Although lush with life today, the islands were all once as barren as the freshly brewed volcanic rock that is still cooling along the southern coast of the Big Island. Plant spores and seeds that drifted on currents of air or ocean were the first to colonize the newly formed landscape. Animal life followed more slowly. Birds and arthropods were the first to arrive, and with the land to themselves, they evolved into thousands of species that occur only in these islands. No amphibian or terrestrial reptile, and only one terrestrial mammal, the hoary bat, completed the journey on its own. People were the late-comers: not until sometime between 1,000 and 1,500 years ago did they first reach the islands. The original settlers were Polynesians, and with them began the rapid introduction, both intentional and inadvertent, of exotic fauna and flora.
With a fertile imagination, you might think that the ancestors of the goby that now lives at the top of Hi'ilawe Falls had somehow been conveyed there, along with the pool itself. Perhaps, for instance, in the course of geologic time, the 'o'opu alamo'o's ancestors frequented a tidal pool that slowly became isolated from the ocean and then was uplifted by the volcanic forces of island building. But the Hawaiian islands have grown as lava was added to their upper surface; any pool containing fish would be boiled away rather than elevated. The true story of the 'o'opu alamo'o is even more fantastic.

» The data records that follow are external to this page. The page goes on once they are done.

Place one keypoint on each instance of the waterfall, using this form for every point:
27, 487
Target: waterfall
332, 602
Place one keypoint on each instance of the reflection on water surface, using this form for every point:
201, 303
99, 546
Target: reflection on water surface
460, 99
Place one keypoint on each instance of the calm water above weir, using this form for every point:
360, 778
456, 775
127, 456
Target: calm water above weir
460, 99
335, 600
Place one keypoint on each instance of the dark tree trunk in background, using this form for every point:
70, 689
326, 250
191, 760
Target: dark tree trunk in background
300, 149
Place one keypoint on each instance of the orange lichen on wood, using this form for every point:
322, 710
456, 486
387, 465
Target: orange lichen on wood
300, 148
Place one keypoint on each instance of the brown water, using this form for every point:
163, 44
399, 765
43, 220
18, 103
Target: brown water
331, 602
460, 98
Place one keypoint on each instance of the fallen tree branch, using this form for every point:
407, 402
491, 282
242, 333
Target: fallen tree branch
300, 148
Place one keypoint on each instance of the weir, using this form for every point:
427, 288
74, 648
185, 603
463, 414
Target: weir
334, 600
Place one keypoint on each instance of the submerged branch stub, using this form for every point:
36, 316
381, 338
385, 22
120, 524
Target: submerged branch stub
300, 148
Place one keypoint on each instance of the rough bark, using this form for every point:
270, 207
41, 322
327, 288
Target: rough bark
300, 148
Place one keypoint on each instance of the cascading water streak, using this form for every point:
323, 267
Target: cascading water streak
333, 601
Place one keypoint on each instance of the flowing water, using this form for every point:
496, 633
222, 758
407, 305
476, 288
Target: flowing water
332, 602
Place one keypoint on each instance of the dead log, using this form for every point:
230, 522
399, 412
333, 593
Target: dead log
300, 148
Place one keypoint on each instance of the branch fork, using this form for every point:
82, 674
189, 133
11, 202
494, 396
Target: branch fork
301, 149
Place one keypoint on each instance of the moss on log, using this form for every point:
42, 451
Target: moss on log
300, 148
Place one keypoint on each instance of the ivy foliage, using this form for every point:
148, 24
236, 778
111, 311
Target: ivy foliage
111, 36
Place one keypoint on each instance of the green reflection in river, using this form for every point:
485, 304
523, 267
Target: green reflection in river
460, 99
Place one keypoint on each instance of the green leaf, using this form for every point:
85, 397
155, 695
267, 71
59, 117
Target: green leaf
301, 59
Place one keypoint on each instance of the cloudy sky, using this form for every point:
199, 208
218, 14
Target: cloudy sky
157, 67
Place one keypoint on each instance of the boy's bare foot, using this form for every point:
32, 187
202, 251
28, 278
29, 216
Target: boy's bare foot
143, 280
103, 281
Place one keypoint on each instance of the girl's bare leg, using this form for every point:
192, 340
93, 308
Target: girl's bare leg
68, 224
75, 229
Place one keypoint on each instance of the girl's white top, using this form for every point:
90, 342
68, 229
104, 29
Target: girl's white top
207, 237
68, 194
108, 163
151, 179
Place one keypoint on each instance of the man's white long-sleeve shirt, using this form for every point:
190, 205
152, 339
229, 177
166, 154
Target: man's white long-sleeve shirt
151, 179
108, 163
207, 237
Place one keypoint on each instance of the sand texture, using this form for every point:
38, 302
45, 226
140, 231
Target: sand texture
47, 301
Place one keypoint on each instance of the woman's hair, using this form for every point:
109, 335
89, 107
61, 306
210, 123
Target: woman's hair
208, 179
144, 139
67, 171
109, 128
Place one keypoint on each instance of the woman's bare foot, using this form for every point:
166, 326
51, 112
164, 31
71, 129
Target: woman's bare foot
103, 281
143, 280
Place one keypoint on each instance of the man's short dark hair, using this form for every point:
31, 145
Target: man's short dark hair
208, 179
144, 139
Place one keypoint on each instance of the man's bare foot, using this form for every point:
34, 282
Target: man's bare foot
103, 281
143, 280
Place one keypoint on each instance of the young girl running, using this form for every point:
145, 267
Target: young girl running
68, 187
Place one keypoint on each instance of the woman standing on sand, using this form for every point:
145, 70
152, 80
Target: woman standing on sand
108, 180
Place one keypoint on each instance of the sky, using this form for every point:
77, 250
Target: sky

The ancestors of this goby not only had to be athletic enough to make their way to dizzying heights. They also had to overcome what, to most aquatic creatures, is an even more formidable obstacle: the invisible but fundamental barrier between freshwater and saltwater. There are two ways they could have reached their present habitat, and each entails that transition. Either they must have originated as freshwater fish on the mainland or some other island, and then have found a way across open ocean waters. Or, if they were saltwater fish, they had to make a transition from saltwater to freshwater life.

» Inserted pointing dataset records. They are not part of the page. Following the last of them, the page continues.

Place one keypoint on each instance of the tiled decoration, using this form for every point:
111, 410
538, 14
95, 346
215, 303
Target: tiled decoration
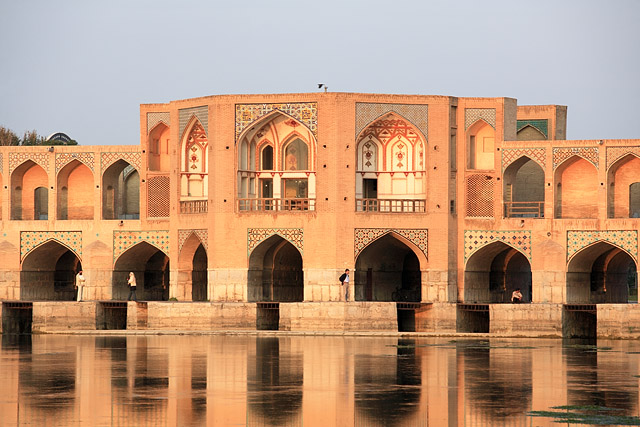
124, 240
201, 113
29, 240
158, 196
202, 234
472, 115
16, 159
416, 114
510, 155
154, 118
255, 236
62, 159
477, 239
541, 125
588, 153
624, 239
107, 159
364, 236
305, 112
616, 153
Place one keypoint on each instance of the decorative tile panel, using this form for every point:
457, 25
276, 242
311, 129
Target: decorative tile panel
417, 114
540, 125
123, 240
16, 159
255, 236
510, 155
305, 112
107, 159
62, 159
201, 234
154, 118
201, 113
364, 236
477, 239
588, 153
29, 240
624, 239
472, 115
615, 153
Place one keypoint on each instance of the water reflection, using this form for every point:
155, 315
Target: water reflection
280, 381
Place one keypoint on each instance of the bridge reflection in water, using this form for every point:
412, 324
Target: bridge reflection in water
294, 381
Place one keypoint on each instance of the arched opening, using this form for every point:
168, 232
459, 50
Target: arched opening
121, 192
75, 198
388, 270
25, 179
159, 159
601, 273
275, 272
151, 268
480, 143
523, 189
576, 189
494, 272
623, 198
48, 273
388, 145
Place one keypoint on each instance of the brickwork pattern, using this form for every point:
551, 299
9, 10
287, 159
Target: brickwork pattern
624, 239
124, 240
255, 236
201, 113
479, 197
107, 159
588, 153
62, 159
154, 118
305, 112
477, 239
510, 155
159, 196
616, 153
416, 114
364, 236
542, 125
16, 159
201, 234
472, 115
29, 240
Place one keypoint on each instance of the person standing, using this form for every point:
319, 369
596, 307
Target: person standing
132, 287
344, 281
79, 285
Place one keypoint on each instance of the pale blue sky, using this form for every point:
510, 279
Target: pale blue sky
83, 67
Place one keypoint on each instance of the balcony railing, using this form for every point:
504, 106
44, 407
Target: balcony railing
524, 209
390, 205
193, 206
294, 205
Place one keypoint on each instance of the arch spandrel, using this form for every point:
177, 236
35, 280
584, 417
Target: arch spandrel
626, 240
124, 240
30, 240
476, 239
363, 237
255, 236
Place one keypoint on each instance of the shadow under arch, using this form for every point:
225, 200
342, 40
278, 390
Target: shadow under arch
494, 271
48, 273
389, 269
275, 272
151, 268
192, 269
601, 273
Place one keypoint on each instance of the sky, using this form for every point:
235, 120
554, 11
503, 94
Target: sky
84, 67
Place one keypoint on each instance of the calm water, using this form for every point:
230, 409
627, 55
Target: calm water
311, 381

But there's more. It turns out that not only the ancestors, but each new generation of 'o'opu alamo'os has to overcome the same two hurdles. Although the young hatch in the upper streams and pools, they are soon swept downstream and over waterfalls to the sea. There they fend for themselves, growing from hatchling to fry in a marine environment. If they make it through that hurdle, they find their way to an estuary, make the transition to freshwater, and finally undertake the arduous climb to the tops of the waterfalls. They accomplish this journey through some remarkable adaptations as well as single-minded effort. But it's all worth the trouble: in contrast to the return of spawning Pacific salmon to the stream of their birth, a goby's arrival brings not death from exhaustion, but a quiet adolescence and adult life.
The 'o' opu alamo'o (Lentipes a con-color) is one of just five species of freshwater fish native to the Hawaiian Islands. Three of the others are also gobies, and the fifth is a close goby relative called a sleeper, because of its sluggish behavior. That distribution is consistent with the pattern on most of the world's oceanic islands. Gobies are the fishes most often encountered in island streams, and in Pacific island streams, they are typically joined by sleepers. Yet most gobies and many sleepers in the world are marine. The most likely explanation is that the ancestors of the Pacific islands' native freshwater fishes were all saltwater fishes.